Ladispoli. Il sindaco Gino Ciogli attacca il collega, che aveva parlato dei no coke come falsi difensori dell'ambiente

Notizia:
LADISPOLI - "De Sio dichiara con impudenza che in Provincia ci sono falsi paladini dell'ambiente. Ma lui, che ha cambiato mille volte idea come una banderuola al vento sotto l’attrazione dei milioni offerti dall'Enel a Civitavecchia, come si può definire?”. Con queste dure parole, il sindaco di Ladispoli, Gino Ciogli, nella veste di consigliere alla Provincia di Roma, ha replicato alle affermazioni di Alessio De Sio in merito alla controversa vicenda del progetto di riconversione a carbone della centrale elettrica di Torre Valdaliga Nord. Ad indurre Ciogli a rispondere al sindaco di Civitavecchia, sono state le accuse di De Sio alla Provincia di Roma in merito a presunti dati tenuti top secret dalla Giunta del presidente Gasbarra riguardanti gli attuali indici della qualità dell’aria nella città portuale. “Secondo noi, il sindaco De Sio – ha proseguito il consigliere provinciale Ciogli – non può che essere lui definito come un paladino vero degli interessi dell’Enel, alla faccia della salute dei cittadini di Civitavecchia e di tutto il comprensorio.
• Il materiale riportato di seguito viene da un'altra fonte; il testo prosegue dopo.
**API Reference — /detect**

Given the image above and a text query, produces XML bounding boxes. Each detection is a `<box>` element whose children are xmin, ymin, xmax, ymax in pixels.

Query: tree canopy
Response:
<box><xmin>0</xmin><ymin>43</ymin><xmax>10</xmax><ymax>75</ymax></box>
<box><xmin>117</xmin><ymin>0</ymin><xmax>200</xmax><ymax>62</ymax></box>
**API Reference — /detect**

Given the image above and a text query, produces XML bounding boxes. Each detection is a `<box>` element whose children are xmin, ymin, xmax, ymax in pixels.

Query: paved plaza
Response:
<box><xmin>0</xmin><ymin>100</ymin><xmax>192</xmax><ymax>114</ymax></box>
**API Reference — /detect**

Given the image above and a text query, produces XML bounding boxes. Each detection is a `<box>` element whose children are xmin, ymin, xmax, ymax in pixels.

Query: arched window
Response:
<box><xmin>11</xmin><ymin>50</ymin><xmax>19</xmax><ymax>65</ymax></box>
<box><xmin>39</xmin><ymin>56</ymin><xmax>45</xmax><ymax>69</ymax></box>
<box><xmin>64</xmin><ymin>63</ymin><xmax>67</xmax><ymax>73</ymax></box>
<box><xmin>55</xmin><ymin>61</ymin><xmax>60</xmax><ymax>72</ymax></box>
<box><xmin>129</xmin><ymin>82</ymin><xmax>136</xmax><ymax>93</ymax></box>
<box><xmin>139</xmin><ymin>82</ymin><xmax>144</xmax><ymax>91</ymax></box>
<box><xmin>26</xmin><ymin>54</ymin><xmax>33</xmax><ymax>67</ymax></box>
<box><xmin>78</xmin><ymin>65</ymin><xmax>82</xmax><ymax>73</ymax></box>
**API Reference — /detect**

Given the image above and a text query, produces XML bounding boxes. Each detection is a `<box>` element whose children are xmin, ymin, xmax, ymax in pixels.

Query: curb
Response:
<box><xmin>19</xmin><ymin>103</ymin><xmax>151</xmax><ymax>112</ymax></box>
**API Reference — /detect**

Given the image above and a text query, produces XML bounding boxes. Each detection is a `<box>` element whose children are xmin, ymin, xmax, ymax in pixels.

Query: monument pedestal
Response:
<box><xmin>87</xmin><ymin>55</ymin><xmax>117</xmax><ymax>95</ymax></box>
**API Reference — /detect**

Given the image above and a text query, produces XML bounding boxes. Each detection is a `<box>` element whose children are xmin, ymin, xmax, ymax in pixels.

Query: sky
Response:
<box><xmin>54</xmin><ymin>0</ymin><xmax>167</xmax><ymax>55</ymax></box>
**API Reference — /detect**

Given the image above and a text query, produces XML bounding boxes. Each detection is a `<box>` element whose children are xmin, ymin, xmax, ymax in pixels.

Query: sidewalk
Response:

Cittadini che non sono mai stati interpellati per esprimere il loro parere sull’utilizzo del carbone. Anzi, quando sono stati interpellati come accaduto a Civitavecchia con il referendum, nonostante il no al carbone sia stato massiccio, il sindaco De Sio non ha trovato di meglio che fare spallucce e sedersi a tavola con l’Enel. Innanzi a questa ostinazione degli amministratori di Civitavecchia nel voler pregiudicare la salute dei nostri figli per i prossimi 30 anni, annunciamo che non intendiamo mollare la presa. Invitiamo tutta la popolazione dell’alto Lazio il 31 gennaio, alle ore 15.30, a recarsi alla manifestazione in programma a Porta Tarquinia a Civitavecchia. Ribadiremo in quella occasione il nostro diritto a respingere un progetto pazzesco che, oltre a rovinare per decenni l’ambiente del litorale, permetterebbe alle polveri fini, sprigionate dalla lavorazione del carbone, di soffocarci. Contro le decisioni calate dall'alto, o pagate a suon di milioni di euro, faremo sentire in modo chiaro e forte, il nostro no al carbone. La salute non è in vendita, se lo mettano bene in testa De Sio ed i suoi amici dell’Enel".